【エッセイ】女子が自分より不細工だと思う人に対して「可愛いー♡」と言う真髄
幻中六花
とある先生の教え
こんな光景を目にしたことがないだろうか。
仲のいい女子たちが数人集まって、1人の女子をベタ褒めしているという光景。
昔は、
「女子って自分の方が優勢って思ったら、相手を可愛いって言うんだよな」
と卑下して考えてしまっていたのだが、最近はある筋書きが見えてきた気がする。
*
最近はSNSで自撮り写真をアップして人気を集める女子も少なくないが、これは自分が可愛いと思えていないとできないこと。
私も昔は音楽活動をしていたので、顔を出してSNSをやっていた。
その時には少しでもマシに見えるよう、角度を変えたり光の加減を変えたりして自撮りしていたものだが、最近は写真加工が簡単に行えるようになって驚く。

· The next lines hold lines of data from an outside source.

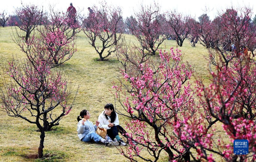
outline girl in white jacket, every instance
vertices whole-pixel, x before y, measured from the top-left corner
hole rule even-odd
[[[95,133],[99,125],[98,121],[94,125],[92,122],[89,121],[91,115],[89,111],[86,110],[83,110],[80,112],[80,115],[77,117],[77,135],[80,140],[84,142],[90,142],[94,141],[96,143],[100,141],[105,144],[106,146],[112,145],[117,146],[119,142],[106,141]],[[83,118],[80,119],[80,117]]]
[[[100,114],[98,119],[100,123],[99,126],[106,128],[109,136],[112,140],[116,138],[120,145],[125,146],[126,144],[120,138],[118,133],[128,138],[126,135],[126,131],[119,125],[118,115],[115,112],[114,106],[112,103],[108,103],[104,108],[104,110]]]

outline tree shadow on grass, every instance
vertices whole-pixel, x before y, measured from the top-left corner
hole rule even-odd
[[[43,157],[38,159],[37,148],[18,148],[15,147],[4,149],[1,154],[1,156],[20,157],[24,159],[25,161],[27,161],[26,159],[34,159],[35,161],[37,162],[64,161],[65,159],[68,157],[67,155],[64,152],[45,149]]]

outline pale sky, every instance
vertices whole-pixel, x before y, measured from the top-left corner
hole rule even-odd
[[[86,14],[88,13],[87,8],[94,4],[96,5],[101,1],[99,0],[23,0],[24,4],[32,3],[35,4],[43,6],[45,9],[47,9],[49,4],[55,5],[58,9],[66,11],[72,2],[73,6],[77,10],[83,8]],[[20,0],[2,0],[0,5],[0,11],[3,9],[11,13],[14,11],[14,8],[20,6]],[[252,17],[256,14],[255,0],[156,0],[155,1],[162,6],[162,12],[176,9],[179,12],[190,14],[193,17],[197,19],[204,13],[206,9],[209,11],[208,15],[213,19],[217,15],[218,11],[225,9],[232,5],[235,7],[250,6],[253,9]],[[132,15],[134,9],[138,9],[141,3],[145,5],[153,3],[152,0],[106,0],[110,5],[119,6],[122,9],[123,17],[124,18]]]

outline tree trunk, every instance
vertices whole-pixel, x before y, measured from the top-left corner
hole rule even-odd
[[[44,142],[45,141],[45,132],[43,130],[40,130],[41,135],[40,135],[40,144],[38,148],[38,158],[41,158],[43,157],[43,149],[44,148]]]
[[[149,47],[151,49],[151,51],[152,52],[152,54],[153,55],[155,55],[156,54],[156,50],[154,50],[154,45],[153,44],[153,42],[151,42],[149,44]]]
[[[102,53],[100,53],[99,54],[99,55],[100,56],[100,61],[103,61],[104,60],[104,59],[103,58],[103,57],[102,57]]]
[[[187,150],[186,153],[182,157],[184,159],[184,161],[186,162],[190,162],[190,155],[189,154],[189,149]]]
[[[25,39],[26,41],[28,40],[28,37],[29,37],[29,31],[28,30],[26,32],[26,38]]]
[[[115,45],[116,45],[117,44],[117,42],[116,41],[116,33],[115,33],[114,35],[114,44]]]
[[[181,41],[180,43],[179,44],[179,47],[182,47],[182,44],[183,43],[183,41]]]
[[[55,58],[53,59],[53,61],[54,62],[54,63],[56,65],[58,65],[59,64],[59,61],[57,60],[57,59],[56,58]]]

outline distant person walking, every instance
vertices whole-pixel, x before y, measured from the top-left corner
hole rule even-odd
[[[68,8],[67,12],[68,13],[68,15],[69,18],[73,19],[74,22],[75,22],[76,21],[76,15],[77,13],[77,10],[76,8],[73,6],[72,3],[70,3],[70,6]]]
[[[93,10],[92,10],[92,9],[91,9],[91,7],[89,7],[88,8],[88,10],[89,11],[89,17],[90,16],[92,16],[92,15],[94,13],[93,12]]]

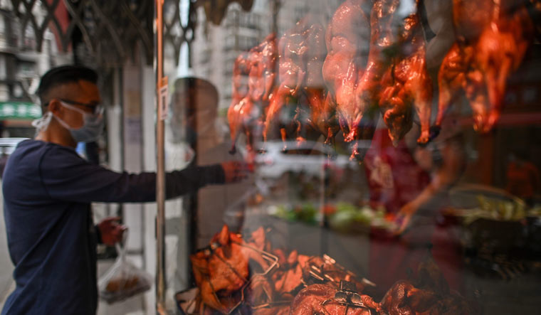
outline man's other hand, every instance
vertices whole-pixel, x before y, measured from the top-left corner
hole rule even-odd
[[[221,164],[226,176],[226,183],[236,183],[248,177],[251,171],[248,164],[231,161]]]
[[[122,241],[122,235],[127,228],[118,224],[120,220],[120,217],[106,218],[98,223],[98,228],[100,229],[103,244],[112,246]]]

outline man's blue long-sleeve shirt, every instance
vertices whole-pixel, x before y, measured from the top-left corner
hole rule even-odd
[[[166,197],[221,183],[219,165],[166,175]],[[156,200],[156,174],[117,173],[91,164],[71,148],[21,142],[2,189],[15,291],[4,314],[95,314],[97,237],[91,202]]]

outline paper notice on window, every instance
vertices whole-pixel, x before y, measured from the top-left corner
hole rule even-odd
[[[165,120],[169,114],[169,85],[167,83],[167,77],[162,79],[162,84],[159,87],[159,93],[158,97],[158,106],[159,107],[159,119]]]

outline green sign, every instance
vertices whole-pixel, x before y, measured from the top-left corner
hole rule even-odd
[[[39,105],[26,102],[0,102],[0,119],[35,119],[41,117]]]

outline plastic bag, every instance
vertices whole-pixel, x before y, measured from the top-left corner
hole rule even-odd
[[[125,240],[127,235],[127,231],[125,231]],[[100,297],[110,304],[145,292],[150,289],[152,283],[150,274],[126,260],[125,247],[118,243],[116,247],[117,261],[98,282]]]

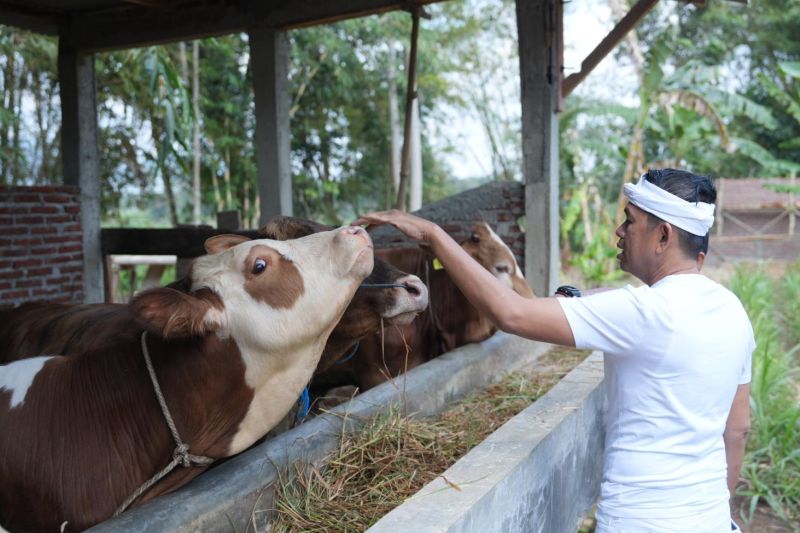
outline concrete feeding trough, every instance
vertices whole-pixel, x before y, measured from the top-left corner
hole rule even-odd
[[[182,489],[98,524],[102,531],[263,531],[274,516],[276,481],[295,464],[320,464],[343,432],[363,420],[402,407],[416,416],[443,411],[452,401],[530,367],[550,346],[498,333],[446,353],[393,382],[366,391],[330,413],[254,446]]]
[[[574,533],[600,490],[603,360],[595,352],[369,533]]]

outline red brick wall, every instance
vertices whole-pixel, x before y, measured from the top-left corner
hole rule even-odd
[[[0,187],[0,307],[83,300],[78,187]]]

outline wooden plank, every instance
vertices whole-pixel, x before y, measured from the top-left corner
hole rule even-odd
[[[13,26],[27,31],[58,35],[60,24],[66,19],[51,14],[41,14],[20,9],[18,6],[0,4],[0,24]]]
[[[103,255],[176,255],[197,257],[206,253],[203,243],[214,235],[236,233],[251,239],[258,232],[224,231],[214,228],[104,228],[101,232]]]
[[[430,4],[441,0],[419,0]],[[130,5],[126,10],[77,14],[66,36],[79,49],[102,51],[203,39],[247,31],[253,24],[288,30],[403,9],[398,0],[308,0],[230,4],[209,0],[171,9]]]
[[[525,177],[525,276],[539,296],[558,284],[558,0],[516,0]],[[544,23],[543,23],[544,21]]]
[[[592,50],[586,59],[581,62],[581,70],[570,74],[562,84],[562,92],[566,98],[575,90],[575,87],[582,82],[594,68],[600,64],[616,46],[625,38],[625,35],[631,31],[642,18],[647,14],[658,0],[639,0],[628,13],[622,17],[616,26],[606,35],[600,44]]]

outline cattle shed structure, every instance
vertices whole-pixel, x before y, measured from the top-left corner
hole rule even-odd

さて、人間が他人を見た際に「見る」場所はいったいどこなのだろうか。
超絶美人のモデルさんではなく、一般に近い見た目の子の写真に対して、女子はほとんどの場合
「可愛いー♡」
と言う。
「本当はそんなこと思ってないくせに」
「実際はどう思ってるんだか」
「自分の方が可愛いと思ってるくせに」
と考えていたが、それは100%当てはまることではないことがわかった。
人は、他人を見る際、自分がコンプレックスに思っている場所にしか目がいかないのだ。
*
これは私が小学生の頃から先生に言われていた言葉。
「人間は、自分が気にしている場所を見てしまいます。鼻が気に入らない人は相手の鼻を見てしまうし、歯並びが悪くて気にしている人は相手の口を見てしまう。それは相手にとっていい印象ではないので、相手の目を見て話せるように意識しましょう」
という教えだった。
その時は、へぇ、としか思っていなかったが、年を重ねて美意識が芽生えた時、理解した。
私がコンプレックスに思っている場所はどこだろう。
ありすぎてわからないので、逆に気に入っている部分はどこだろう。
そう考えてみると、『目』だった。
だから私は人と対面して話す際、目を見れないのか……ということと、これとは別問題。
そして、気になる場所は年とともに変化することもわかった。
子供の頃は、ちょっと上を向いた鼻が嫌いだった。
だから人の鼻ばかり見て、鼻の穴が見えないのが羨ましかったし、横から見て鼻の穴が下を向いている鼻を綺麗な鼻だな、と思った。